How does the client access the service?


Traditional development mode, all services are local, the client can call directly, now according to the function of independent services, how to access the client?

There are N services in the background, and the front desk needs to manage N services. If a service is offline/updated/upgraded, the front desk needs to be redeployed, which is obviously not in line with our concept of splitting. In addition, the invocation of N services is also a large network overhead. There are general micro services in the system, usually stateless, user login information and permission management is best to have a unified local maintenance management (OAuth2).

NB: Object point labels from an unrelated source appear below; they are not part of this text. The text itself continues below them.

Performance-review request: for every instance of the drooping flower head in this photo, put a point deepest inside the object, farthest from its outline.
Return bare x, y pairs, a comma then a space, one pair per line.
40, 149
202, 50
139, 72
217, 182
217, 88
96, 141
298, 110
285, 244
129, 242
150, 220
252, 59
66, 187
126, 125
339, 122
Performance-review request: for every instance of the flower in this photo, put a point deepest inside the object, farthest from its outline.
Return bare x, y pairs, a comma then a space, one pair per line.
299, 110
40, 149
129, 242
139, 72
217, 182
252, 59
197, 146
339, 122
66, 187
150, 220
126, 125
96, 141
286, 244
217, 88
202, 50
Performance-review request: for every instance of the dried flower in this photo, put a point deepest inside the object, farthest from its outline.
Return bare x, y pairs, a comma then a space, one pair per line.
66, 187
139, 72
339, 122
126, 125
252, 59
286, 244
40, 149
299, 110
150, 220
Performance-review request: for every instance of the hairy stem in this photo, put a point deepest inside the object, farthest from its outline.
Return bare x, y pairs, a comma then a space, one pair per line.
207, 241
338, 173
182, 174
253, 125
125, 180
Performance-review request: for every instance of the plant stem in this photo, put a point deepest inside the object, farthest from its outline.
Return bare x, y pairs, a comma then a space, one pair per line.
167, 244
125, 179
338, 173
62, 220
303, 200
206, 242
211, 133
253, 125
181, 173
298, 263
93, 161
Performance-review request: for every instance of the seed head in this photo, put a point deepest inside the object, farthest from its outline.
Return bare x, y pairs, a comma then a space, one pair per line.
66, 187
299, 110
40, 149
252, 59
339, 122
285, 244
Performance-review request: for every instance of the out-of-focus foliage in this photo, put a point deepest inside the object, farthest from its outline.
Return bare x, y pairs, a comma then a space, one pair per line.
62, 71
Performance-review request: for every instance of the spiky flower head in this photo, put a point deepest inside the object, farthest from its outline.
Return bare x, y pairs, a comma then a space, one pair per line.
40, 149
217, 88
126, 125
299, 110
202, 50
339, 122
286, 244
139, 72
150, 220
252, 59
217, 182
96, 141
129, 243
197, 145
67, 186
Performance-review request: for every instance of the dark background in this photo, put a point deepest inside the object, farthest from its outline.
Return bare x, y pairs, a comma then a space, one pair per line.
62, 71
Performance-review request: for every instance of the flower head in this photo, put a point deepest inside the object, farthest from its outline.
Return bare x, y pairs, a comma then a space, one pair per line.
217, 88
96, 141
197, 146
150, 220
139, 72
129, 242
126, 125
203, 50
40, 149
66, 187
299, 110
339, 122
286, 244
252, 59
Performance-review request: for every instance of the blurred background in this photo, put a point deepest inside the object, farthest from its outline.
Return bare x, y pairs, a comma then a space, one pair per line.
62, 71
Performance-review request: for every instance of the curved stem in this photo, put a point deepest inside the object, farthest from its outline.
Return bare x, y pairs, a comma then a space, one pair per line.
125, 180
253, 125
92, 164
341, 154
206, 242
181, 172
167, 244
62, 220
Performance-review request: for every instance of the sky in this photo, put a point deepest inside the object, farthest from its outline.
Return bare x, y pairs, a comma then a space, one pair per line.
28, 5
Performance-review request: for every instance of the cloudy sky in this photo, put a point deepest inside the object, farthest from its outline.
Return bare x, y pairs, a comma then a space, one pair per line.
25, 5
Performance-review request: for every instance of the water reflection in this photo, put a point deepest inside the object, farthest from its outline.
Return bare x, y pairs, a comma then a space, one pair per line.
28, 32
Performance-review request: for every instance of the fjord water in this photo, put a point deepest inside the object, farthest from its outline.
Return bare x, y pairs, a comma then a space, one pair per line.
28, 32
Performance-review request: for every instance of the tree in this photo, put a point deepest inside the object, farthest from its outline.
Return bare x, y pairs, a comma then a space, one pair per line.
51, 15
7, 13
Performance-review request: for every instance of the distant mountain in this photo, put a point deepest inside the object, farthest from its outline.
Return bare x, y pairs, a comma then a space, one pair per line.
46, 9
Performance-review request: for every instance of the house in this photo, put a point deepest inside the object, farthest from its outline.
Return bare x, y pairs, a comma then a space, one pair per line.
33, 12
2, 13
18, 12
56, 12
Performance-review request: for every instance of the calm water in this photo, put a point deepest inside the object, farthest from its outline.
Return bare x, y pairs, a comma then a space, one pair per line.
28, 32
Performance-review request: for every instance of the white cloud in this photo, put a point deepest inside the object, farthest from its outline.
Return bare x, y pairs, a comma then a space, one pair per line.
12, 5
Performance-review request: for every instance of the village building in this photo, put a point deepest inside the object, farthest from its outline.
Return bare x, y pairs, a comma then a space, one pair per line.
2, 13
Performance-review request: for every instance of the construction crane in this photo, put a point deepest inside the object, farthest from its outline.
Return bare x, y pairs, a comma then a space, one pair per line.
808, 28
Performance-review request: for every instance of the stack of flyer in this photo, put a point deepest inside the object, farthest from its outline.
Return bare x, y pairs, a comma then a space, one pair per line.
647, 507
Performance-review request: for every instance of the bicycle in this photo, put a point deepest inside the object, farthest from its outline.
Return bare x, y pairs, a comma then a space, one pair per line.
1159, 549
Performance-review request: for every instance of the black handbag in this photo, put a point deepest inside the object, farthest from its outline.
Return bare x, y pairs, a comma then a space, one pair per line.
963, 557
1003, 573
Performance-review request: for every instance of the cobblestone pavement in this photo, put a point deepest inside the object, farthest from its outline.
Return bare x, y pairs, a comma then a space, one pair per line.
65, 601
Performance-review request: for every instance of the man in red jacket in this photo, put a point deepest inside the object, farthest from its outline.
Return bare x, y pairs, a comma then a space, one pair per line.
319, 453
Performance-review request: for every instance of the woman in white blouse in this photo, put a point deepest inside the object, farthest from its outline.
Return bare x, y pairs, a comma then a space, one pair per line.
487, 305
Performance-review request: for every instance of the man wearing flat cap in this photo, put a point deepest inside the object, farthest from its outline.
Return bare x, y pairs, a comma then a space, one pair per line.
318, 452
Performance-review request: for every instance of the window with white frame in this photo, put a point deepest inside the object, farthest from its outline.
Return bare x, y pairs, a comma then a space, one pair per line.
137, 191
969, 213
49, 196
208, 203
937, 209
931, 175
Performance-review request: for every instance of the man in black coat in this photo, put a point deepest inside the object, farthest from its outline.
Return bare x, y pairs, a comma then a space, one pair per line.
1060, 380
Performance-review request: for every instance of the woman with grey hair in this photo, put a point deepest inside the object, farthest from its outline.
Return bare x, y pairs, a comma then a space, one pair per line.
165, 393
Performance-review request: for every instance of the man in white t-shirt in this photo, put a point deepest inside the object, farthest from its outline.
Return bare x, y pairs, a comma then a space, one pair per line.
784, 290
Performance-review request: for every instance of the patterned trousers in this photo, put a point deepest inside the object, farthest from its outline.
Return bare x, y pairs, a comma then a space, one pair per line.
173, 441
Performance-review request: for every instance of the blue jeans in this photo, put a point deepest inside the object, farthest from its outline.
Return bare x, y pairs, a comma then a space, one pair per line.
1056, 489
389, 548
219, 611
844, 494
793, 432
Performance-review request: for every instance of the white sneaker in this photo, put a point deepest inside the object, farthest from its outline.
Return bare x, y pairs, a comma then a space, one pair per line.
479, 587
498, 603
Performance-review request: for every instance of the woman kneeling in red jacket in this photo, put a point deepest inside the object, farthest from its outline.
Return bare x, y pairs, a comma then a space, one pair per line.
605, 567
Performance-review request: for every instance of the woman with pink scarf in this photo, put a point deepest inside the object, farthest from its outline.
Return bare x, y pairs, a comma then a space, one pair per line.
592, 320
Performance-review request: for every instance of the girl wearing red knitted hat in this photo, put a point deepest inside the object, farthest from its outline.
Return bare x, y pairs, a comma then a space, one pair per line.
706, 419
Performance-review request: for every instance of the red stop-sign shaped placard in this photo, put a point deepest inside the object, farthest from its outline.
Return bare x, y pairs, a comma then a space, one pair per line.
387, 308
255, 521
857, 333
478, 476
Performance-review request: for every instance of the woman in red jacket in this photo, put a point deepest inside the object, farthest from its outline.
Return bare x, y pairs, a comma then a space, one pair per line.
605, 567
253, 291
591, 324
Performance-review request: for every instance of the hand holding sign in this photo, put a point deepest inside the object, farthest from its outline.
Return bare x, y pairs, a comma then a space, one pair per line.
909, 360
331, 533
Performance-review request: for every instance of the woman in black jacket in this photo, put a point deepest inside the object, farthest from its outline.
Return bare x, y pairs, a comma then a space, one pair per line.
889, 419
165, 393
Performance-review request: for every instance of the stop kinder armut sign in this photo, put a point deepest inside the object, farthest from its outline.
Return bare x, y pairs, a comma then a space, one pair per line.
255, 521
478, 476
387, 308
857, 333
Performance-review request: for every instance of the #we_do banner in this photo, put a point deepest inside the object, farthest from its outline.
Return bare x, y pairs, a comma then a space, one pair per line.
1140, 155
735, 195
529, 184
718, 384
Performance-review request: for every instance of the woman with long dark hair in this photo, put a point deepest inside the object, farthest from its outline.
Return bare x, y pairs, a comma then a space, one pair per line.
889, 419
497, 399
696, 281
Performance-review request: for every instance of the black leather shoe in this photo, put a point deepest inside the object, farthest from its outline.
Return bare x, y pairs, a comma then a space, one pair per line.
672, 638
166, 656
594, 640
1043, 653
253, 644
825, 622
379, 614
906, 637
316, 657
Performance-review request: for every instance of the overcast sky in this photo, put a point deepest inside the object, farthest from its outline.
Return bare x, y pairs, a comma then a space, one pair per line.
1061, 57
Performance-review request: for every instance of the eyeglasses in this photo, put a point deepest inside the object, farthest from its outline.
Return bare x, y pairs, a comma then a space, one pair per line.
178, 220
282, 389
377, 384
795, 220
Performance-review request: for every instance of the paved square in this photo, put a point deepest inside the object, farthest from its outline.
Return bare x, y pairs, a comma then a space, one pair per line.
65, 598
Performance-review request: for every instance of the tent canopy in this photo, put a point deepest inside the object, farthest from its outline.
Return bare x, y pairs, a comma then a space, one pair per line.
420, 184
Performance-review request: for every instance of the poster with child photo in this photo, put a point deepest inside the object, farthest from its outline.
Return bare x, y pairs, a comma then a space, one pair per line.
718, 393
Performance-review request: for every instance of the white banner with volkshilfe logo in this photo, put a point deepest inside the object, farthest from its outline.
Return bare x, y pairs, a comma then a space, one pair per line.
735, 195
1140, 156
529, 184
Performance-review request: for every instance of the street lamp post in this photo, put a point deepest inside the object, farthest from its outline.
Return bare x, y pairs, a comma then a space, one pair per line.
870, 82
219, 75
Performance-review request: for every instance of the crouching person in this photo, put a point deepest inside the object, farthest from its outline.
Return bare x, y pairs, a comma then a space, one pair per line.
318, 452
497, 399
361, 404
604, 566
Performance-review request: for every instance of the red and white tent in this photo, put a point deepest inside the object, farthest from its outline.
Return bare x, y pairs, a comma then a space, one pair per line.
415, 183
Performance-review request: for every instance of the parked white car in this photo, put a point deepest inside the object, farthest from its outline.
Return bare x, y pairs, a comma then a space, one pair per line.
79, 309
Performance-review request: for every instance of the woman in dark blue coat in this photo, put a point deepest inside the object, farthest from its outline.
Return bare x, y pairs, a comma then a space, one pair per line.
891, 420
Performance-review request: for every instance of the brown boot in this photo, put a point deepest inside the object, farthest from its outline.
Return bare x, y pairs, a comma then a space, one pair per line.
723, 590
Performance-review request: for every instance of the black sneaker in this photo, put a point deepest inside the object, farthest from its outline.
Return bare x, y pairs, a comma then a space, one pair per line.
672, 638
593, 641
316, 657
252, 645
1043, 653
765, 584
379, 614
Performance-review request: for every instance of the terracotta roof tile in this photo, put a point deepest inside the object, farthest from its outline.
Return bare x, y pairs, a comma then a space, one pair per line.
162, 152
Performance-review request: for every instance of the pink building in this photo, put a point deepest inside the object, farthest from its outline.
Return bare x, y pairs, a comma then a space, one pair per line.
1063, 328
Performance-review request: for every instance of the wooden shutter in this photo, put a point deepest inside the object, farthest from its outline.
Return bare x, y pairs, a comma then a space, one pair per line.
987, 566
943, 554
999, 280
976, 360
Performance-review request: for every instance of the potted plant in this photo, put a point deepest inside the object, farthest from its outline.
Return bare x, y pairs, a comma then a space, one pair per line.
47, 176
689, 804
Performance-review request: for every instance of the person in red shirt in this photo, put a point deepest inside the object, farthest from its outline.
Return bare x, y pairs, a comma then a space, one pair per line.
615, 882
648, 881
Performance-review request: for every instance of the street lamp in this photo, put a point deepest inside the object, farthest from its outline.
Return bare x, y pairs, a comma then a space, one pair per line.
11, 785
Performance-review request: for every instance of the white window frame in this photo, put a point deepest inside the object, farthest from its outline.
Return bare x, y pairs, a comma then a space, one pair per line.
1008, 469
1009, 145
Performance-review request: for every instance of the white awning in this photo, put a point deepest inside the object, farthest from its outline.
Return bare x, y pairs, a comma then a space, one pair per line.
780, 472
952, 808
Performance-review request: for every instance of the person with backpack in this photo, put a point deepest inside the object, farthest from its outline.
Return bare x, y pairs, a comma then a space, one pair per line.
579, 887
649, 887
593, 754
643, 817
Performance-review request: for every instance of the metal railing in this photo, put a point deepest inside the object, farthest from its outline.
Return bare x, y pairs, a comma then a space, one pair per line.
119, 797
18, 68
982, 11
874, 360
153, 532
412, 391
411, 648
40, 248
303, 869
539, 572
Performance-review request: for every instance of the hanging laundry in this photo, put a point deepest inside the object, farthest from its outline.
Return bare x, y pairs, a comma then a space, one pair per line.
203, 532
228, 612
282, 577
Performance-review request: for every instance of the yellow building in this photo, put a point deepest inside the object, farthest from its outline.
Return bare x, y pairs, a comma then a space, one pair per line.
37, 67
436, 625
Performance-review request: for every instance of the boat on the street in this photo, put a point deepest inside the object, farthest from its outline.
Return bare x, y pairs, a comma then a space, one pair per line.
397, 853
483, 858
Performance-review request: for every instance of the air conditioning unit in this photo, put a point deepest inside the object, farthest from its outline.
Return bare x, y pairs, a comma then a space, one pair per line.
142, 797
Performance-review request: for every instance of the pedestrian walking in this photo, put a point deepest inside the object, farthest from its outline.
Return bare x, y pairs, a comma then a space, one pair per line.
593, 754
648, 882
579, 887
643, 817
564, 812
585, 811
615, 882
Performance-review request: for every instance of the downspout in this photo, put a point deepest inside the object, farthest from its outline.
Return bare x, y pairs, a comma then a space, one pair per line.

Therefore, there is usually a proxy (API Gateway) between N services and clients in the background. Its functions are as follows:

  • Unified service entrance is provided, aggregation interface makes service transparent to callers, and the coupling degree between client and back end is reduced
  • Aggregate background services to save traffic, improve performance, and improve user experience
  • Provides API management functions such as security, flow control, filtering, caching, charging, and monitoring


How do services communicate with each other?


Since the services are independently deployed, communication is a problem, but fortunately there are many mature solutions in the industry, such as:

  • Synchronous communication:
    • REST (JAX-RS, Spring Boot)
    • RPC (Dubbo, Thrift)
  • Asynchronous communication:
    • The RabbitMQ, Kafka


Three, so many services how to search?


In microservices architecture, for high availability, cluster is commonly used to build services. A service may go offline at any time, or new service nodes may be added in response to temporary access pressures.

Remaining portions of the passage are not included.